5. Know when to move on:
If you’re a smart patient, you’ll know when to quit. Sometimes you have to stick around long enough for a doctor to really get to know you and your case before the appointments begin to yield any results. Other times, you will know right away that it’s not a good fit and that you should try another doctor.
There are some doctors who are goodhearted and are willing to learn and challenge themselves with your case, even if they don’t understand your condition right away. These doctors will go to bat for you and will use their time and resources to help you any way they can. These are the keepers!

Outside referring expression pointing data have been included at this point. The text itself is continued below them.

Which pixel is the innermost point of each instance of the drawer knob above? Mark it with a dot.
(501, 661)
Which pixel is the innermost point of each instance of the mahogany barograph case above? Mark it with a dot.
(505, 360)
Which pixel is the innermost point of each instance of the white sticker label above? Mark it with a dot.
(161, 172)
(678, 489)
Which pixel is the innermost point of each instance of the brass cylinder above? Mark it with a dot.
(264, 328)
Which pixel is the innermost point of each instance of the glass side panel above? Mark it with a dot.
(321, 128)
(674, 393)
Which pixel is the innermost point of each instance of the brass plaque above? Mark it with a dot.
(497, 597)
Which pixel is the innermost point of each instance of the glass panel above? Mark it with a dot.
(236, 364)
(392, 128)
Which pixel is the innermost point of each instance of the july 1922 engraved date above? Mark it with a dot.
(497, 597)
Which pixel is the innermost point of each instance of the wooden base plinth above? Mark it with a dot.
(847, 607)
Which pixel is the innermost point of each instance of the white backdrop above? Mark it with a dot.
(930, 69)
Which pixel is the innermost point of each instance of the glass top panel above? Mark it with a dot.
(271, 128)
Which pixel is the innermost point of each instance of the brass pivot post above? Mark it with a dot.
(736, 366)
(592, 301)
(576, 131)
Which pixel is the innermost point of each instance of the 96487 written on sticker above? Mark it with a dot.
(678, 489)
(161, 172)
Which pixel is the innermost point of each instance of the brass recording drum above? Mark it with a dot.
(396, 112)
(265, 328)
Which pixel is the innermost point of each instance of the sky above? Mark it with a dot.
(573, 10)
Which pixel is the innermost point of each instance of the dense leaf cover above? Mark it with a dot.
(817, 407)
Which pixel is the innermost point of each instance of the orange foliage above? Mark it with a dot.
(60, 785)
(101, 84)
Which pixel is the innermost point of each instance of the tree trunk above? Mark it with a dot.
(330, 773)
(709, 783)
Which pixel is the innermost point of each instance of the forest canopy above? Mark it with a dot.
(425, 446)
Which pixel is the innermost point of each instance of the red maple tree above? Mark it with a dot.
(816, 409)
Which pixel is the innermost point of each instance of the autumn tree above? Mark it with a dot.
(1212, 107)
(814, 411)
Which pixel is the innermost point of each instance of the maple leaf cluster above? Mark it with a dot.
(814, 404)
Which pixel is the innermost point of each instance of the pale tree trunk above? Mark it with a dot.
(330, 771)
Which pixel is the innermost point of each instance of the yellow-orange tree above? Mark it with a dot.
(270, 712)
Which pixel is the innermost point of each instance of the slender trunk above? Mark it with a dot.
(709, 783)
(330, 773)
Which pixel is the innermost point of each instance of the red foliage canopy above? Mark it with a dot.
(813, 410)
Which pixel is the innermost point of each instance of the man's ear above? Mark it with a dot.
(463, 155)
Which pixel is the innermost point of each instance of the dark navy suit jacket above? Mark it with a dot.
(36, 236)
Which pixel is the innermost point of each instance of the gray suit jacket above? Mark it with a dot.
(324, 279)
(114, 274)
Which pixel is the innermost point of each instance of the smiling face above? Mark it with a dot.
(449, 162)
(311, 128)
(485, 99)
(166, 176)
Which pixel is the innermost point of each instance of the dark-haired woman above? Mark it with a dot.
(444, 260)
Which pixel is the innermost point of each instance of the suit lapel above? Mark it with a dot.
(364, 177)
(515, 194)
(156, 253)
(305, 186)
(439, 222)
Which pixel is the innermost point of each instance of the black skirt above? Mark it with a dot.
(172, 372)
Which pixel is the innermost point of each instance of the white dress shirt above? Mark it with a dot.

There are also some doctors who may be intelligent but who are arrogant and don’t ever want to be “proven wrong” by looking into a disease they don’t understand. If you ever come across a practitioner who doesn’t take your pain and suffering seriously, mocks your, or tells you that you’re just a psych case/that it’s all in your head, KICK THEM TO THE CURB and go write them a bad review on the internet, just for good measure!
You deserve to feel heard, validated, and respected, no matter how sick you are!
There are millions of doctors who are all different in personality and skill set, so just because one experience ended badly, don’t give up.
Well, good luck out there, Spoonies. It’s a long road ahead, but I know you can make it!